Martina Navratilova Shares Her Love of Fitness

No coach tells Martina Navratilova to hit the gym anymore.

After decades living a regimented and grueling schedule worthy of the world's greatest women's tennis player, she's the one who decides if, when and what games she plays.

And these days, the 53-year-old favors a pick-up game of ice hockey near her Aspen home, completing the cycling leg of a triathlon or a hike in preparation for climbing Mount Kilimanjaro.

Tennis, the sport in which she competed off and on until 2006, is now played just for fun.

Navratilova's love for exercise is in part why she signed on as fitness ambassador for the AARP -- a role that includes an appearance at the organization's next big national event, the Orlando@50+ Expo, which runs from Sept. 30 to Oct. 2.

She calls aging "annoying," but insists it's no reason to stop moving -- even in the face of health challenges, such as her recent diagnosis and successful treatment of breast cancer.

"You just accept aging, but in the same way you defy it," she says. "It doesn't mean you stop just because you're not as good or as fast or as strong.

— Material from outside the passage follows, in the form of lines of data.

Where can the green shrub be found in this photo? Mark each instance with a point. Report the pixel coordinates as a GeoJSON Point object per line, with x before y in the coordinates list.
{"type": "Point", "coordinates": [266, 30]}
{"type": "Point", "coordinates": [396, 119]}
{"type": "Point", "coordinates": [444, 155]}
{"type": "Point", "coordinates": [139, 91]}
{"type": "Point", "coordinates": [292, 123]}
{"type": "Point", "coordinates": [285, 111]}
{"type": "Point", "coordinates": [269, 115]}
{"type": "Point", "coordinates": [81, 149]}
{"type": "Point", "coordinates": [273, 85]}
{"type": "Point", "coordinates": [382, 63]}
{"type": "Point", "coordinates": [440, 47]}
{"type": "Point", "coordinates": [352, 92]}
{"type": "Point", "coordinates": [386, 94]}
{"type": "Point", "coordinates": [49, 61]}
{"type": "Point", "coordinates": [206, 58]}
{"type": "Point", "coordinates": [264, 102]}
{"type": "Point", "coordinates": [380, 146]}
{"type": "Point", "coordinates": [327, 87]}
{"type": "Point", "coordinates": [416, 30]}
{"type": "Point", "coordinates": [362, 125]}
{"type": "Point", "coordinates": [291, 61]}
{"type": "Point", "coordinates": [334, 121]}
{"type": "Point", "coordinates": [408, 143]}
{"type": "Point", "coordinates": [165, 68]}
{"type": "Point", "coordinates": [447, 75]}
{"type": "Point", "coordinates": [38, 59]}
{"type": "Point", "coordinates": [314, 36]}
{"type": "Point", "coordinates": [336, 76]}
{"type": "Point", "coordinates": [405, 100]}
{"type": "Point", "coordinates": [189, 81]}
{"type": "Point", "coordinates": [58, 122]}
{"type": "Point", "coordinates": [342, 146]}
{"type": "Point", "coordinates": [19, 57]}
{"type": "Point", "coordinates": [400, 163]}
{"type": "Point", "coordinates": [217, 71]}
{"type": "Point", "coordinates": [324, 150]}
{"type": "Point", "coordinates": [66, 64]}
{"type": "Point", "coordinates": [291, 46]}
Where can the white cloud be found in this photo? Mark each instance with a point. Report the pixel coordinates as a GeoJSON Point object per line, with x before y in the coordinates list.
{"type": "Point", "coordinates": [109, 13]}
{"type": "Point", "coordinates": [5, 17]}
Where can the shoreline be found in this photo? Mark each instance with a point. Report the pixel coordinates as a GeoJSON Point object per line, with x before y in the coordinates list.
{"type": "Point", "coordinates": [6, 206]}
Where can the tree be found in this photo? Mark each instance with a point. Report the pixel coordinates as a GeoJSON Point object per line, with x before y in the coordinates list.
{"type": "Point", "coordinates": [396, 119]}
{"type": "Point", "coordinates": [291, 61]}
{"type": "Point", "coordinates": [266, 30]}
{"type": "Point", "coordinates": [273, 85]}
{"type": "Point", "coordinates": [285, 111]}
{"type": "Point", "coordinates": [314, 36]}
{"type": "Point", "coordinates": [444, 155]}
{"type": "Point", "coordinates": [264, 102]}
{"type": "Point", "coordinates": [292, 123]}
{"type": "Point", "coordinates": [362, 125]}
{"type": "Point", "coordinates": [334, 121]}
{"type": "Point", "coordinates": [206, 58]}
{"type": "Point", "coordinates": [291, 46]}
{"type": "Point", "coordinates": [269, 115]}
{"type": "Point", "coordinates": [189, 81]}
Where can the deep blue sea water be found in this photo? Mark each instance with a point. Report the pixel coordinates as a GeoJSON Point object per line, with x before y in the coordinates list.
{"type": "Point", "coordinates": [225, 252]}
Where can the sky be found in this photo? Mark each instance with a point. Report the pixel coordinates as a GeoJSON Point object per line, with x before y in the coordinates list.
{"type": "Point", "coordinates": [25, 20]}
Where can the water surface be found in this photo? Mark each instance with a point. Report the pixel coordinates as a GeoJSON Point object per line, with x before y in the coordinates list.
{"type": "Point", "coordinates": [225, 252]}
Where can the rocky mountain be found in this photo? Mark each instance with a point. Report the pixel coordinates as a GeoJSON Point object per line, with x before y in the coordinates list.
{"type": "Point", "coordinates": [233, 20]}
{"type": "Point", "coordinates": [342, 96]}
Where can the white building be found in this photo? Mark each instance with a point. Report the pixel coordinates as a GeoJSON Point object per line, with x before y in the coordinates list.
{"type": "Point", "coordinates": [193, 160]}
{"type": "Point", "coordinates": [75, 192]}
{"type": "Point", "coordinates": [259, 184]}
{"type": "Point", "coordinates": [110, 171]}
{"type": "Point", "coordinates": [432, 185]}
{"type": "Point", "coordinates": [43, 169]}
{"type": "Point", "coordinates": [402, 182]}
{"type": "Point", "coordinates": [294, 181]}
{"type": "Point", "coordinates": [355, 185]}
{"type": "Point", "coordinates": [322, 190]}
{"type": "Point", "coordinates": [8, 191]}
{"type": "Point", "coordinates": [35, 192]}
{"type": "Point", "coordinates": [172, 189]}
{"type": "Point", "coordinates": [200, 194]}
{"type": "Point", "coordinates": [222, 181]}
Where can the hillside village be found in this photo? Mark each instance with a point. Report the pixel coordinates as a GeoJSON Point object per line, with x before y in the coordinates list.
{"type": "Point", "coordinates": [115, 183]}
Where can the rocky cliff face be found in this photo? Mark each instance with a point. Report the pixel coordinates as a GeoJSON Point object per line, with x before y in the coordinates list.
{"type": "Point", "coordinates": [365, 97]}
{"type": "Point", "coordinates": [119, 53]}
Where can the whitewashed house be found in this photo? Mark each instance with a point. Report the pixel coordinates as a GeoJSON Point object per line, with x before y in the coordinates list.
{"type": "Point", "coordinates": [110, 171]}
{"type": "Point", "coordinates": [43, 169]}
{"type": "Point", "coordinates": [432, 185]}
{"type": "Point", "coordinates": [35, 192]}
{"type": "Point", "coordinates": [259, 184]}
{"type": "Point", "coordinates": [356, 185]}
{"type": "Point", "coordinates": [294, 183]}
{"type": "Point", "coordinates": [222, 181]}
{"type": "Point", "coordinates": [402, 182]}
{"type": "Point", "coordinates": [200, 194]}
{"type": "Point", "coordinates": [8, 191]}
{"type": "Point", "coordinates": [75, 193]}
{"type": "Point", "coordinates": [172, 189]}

You still try to get the most of your body, whatever that is at that time."

Navratilova admits she didn't embrace this concept when she retired from the singles tennis tour in 1994 with a record 167 titles. (She returned in 2000 to success on the doubles circuit, retiring in 2006 with 177 doubles titles.) Navratilova had trained year-round since the age of 8 and jumped at the chance to turn her back on daily workouts. But she says she ended up "lazy" and "out of shape."